In Version Two, on the other hand, you allow the readers into Alice's world. We can feel Alice's nervousness because of the motion and sound in the description: she darts and hovers and scritches and shrinks. Again, there is nothing wrong with this passage. In fact, it portrays Alice so vividly that we can easily imagine ourselves at the door of the party with her. The caution with this kind of showing is not to overdo it. Depending on what happens next in the story, you may be lingering too long at the door. Maybe Alice isn't the main character, and all this "showing" is taking the spotlight away from someone else who is more important. Besides, too much showing can start to seem self-conscious, as if you're brandishing your arsenal of similes and metaphors just for the heck of it. Your characters might even disappear in the process. Don't let your prose style overwhelm the story you want to tell.

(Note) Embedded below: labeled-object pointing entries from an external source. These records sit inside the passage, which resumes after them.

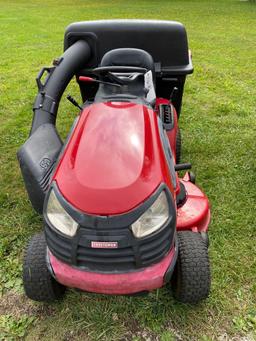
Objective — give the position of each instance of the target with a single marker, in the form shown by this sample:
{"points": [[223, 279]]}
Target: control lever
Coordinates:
{"points": [[90, 79], [74, 102], [182, 166]]}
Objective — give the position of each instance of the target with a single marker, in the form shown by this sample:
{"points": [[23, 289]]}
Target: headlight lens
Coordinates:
{"points": [[153, 219], [59, 218]]}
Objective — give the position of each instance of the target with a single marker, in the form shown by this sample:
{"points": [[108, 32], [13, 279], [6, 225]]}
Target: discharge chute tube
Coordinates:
{"points": [[47, 101]]}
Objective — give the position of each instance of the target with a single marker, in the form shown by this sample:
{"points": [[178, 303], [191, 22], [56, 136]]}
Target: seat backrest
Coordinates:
{"points": [[128, 57]]}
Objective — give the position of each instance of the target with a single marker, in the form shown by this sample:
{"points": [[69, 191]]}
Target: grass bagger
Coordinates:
{"points": [[117, 217]]}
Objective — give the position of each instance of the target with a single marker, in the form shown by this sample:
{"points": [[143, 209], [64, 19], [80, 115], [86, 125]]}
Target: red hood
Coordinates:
{"points": [[112, 162]]}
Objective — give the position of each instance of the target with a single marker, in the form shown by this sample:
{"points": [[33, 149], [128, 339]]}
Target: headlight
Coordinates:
{"points": [[59, 218], [153, 219]]}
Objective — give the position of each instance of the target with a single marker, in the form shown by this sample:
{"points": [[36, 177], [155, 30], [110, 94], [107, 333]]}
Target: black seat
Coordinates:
{"points": [[129, 57], [132, 91]]}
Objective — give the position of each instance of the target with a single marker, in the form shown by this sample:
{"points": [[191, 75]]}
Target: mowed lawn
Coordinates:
{"points": [[218, 125]]}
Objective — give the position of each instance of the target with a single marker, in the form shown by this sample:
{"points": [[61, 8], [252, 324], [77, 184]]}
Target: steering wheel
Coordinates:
{"points": [[101, 70]]}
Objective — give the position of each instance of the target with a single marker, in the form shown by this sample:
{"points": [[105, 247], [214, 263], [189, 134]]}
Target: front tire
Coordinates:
{"points": [[39, 285], [191, 279]]}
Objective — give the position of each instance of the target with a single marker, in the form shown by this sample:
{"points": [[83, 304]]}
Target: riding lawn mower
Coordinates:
{"points": [[117, 217]]}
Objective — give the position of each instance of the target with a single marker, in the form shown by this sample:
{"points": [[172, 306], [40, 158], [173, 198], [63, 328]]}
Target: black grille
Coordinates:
{"points": [[131, 253]]}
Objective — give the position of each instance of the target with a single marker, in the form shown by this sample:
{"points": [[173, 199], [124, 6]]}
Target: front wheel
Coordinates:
{"points": [[39, 285], [191, 279]]}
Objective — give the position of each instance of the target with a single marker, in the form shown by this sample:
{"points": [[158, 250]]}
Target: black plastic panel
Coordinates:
{"points": [[166, 41], [37, 157]]}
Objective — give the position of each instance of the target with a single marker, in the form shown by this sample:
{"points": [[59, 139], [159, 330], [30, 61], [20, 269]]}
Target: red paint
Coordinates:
{"points": [[195, 213], [114, 160], [147, 279]]}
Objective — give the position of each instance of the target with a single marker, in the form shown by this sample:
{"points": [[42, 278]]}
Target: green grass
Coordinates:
{"points": [[218, 125]]}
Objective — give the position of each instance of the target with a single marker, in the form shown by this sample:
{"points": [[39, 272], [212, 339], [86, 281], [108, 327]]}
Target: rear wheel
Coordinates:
{"points": [[39, 285], [178, 146], [191, 279]]}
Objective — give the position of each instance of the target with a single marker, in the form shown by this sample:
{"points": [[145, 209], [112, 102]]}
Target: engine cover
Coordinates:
{"points": [[114, 159]]}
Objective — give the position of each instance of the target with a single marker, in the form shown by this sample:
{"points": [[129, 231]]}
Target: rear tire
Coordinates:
{"points": [[178, 146], [39, 285], [191, 279]]}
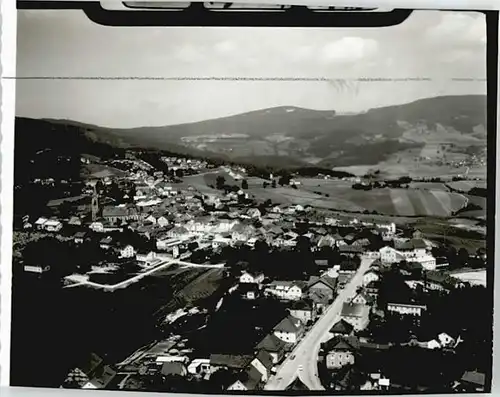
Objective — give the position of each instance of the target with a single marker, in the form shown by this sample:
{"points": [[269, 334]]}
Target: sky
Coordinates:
{"points": [[63, 43]]}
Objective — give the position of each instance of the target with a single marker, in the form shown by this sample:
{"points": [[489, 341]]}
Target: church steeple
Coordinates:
{"points": [[95, 204]]}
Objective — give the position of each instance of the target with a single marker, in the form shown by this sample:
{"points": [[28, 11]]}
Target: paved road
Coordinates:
{"points": [[305, 355]]}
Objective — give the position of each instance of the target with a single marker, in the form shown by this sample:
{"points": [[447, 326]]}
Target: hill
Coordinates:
{"points": [[270, 136], [293, 136]]}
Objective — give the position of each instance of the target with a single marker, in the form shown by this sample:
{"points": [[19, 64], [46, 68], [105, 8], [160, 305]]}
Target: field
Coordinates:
{"points": [[429, 186], [338, 195], [473, 277], [465, 186]]}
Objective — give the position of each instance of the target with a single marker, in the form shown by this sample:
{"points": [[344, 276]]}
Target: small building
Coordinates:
{"points": [[289, 330], [36, 268], [356, 314], [472, 381], [249, 291], [252, 277], [250, 379], [286, 290], [342, 328], [406, 308], [297, 386], [275, 346], [340, 351], [304, 310]]}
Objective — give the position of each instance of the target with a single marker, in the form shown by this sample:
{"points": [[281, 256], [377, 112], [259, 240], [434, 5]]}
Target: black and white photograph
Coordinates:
{"points": [[291, 210]]}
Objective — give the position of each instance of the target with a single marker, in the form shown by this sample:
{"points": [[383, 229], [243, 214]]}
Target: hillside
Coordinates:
{"points": [[295, 136], [312, 136]]}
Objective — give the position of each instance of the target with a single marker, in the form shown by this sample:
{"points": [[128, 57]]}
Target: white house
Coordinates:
{"points": [[97, 227], [36, 268], [406, 308], [252, 277], [52, 225], [286, 290], [369, 276], [427, 261], [127, 252], [390, 255], [290, 329]]}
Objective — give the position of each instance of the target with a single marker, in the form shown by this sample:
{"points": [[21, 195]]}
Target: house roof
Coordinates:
{"points": [[271, 343], [341, 327], [474, 377], [173, 368], [265, 358], [348, 266], [297, 385], [103, 376], [330, 282], [354, 310], [230, 360], [301, 305], [251, 377], [289, 324], [341, 343]]}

Too much telling can flatten your story, too much showing can overwhelm it. What's a conscientious writer to do? A combination of showing and telling usually yields the best description:


Combination: Alice stood at the door of Everett's apart­ment with all the self-possession of a field mouse. Hands clasped at the waist, she stood on tiptoe and peered inside to see who she might know.
The reason the combination works so much better is that a little bit of telling makes the showing seem less labored. By coming right out with the mouse analogy at the beginning, you can give Alice's mouse­like qualities a more subtle turn; the phrase "all the self-possession of a field mouse" suggest lots of other mouselike qualities: skittishness, vigilance, furtiveness. You don't have to "show" every one of them. A couple of small touches—clasped hands, tiptoed stance—paints a nearly complete picture. Don't deny your readers the pleasure of filling in some details themselves.

Examine the work of your most cherished authors, and you will find that the show-tell combination permeates their best stories. To admonish writers to show and not tell is to rob them of the deep satisfaction of learning to balance these wonderful techniques.